Tree of Smoke — Denis Johnson

One year after it topped book critics’ best-of 2007 lists everywhere (including ours), Denis Johnson’s Vietnam War epic Tree of Smoke is finally available in a handsome trade-paperback. Picador’s edition retains the original orange and yellow cover, only now affixed with the proud blazon “National Book Award Winner.” However, that Tree of Smoke won this prestigious award no doubt ruffled a few feathers. It still remains an urgently divisive work.

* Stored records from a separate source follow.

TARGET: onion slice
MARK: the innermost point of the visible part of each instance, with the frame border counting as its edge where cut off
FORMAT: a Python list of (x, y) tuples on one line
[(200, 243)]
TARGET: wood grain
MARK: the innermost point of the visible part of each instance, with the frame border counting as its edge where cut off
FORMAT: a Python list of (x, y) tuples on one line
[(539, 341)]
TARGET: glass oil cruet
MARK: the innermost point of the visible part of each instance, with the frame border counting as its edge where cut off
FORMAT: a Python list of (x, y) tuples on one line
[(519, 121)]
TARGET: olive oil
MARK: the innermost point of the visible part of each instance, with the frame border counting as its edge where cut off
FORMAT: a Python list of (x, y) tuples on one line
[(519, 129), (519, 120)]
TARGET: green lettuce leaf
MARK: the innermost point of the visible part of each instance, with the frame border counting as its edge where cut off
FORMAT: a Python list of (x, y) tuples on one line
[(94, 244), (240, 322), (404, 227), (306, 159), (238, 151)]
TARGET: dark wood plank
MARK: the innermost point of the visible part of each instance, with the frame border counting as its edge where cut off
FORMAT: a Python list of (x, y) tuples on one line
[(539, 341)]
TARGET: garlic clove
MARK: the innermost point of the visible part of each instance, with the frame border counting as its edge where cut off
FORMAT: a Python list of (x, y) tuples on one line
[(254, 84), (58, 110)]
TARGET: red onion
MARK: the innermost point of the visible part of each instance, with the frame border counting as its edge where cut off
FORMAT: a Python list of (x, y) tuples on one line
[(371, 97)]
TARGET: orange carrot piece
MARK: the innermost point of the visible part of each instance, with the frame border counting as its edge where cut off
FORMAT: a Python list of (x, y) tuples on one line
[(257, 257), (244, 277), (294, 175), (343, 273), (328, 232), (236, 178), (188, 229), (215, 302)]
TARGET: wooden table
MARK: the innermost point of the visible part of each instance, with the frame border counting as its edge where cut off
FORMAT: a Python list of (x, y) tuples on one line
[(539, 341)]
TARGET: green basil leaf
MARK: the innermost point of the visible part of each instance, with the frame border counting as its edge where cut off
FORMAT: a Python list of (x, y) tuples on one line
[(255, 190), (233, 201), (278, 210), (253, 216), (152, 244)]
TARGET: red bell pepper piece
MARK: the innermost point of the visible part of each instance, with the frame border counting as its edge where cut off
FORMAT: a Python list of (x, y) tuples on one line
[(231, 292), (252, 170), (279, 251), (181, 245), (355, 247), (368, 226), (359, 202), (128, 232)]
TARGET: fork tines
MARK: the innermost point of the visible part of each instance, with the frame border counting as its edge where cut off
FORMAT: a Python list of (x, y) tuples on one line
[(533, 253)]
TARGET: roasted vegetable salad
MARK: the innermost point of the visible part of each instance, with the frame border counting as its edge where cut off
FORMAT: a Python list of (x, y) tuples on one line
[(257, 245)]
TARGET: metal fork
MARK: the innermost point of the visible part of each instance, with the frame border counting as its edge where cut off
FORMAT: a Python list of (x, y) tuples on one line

Although plenty of critics and readers loved the novel, including The New York Times‘s Jim Lewis (who cautiously called it “something like a masterpiece”) and Michiko Kakutani, it has had more than its fair share of haters. Consider B.R. Myers’s downright mean review, “A Bright Shining Lie” in The Atlantic. Here, Myers displays the worst kind of vitriol. He’s the critic who feels the need not only to trumpet his hatred of the work he’s assessing, but also to lambaste the dignity, taste, and intellect of anyone who would disagree with him. Myers specifically attacks Johnson’s rhetorical style, his diction and syntax, and concludes that those idiots who would praise such inane, base, and clichéd language (idiots like me, that is) are clearly the cause of all current social and political problems and “have no right to complain about incoherent government.” Uh, sure. Myers’s baseless zealotry aside, it’s worth looking at the popular reception of Tree of Smoke, and what better place to do so than scouring Amazon reviews, right?

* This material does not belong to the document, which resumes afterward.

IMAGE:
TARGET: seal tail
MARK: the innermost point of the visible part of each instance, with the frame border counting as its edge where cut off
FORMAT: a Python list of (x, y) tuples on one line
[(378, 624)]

A cynic might say that Amazon reviews are the bottom-barrel of literary criticism, yet it’s still worth considering the almost perfectly mathematical split between 5- and 4-starred reviews of the book and 1- and 2-starred reviews (although none of the negative reviews I read on Amazon suggested that praising Johnson’s novel disenfranchised one from political opinions). Put simply, most people tend to either hate or love Tree of Smoke, which, I believe, is a sign of great art. And, were I inclined to inflate my rhetoric to a grandiose level like Myers, I might here wax philosophical about opinion, perspective, history, and the value of great art to ignite debate and discussion within the marketplace of ideas. However, I don’t think a book review is necessarily the best venue to make grand sweeping statements. At best, such writing presents a shallow or hollow endorsement of a collective truth (e.g. “Everyone assesses literature from their own perspective and therefore everyone values books differently”); at worst–in the case of Myers’s grotesque review–we get a pompous, overblown, self-important declaration (here, praising Tree of Smoke = losing the ability to authoritatively comment on society or politics) that can only be supported within the limited rhetorical bounds created the sophist has constructed (i.e. Myers’s review). But I’ve made a long digression, and, worse, I’ve failed to really discuss the book at all.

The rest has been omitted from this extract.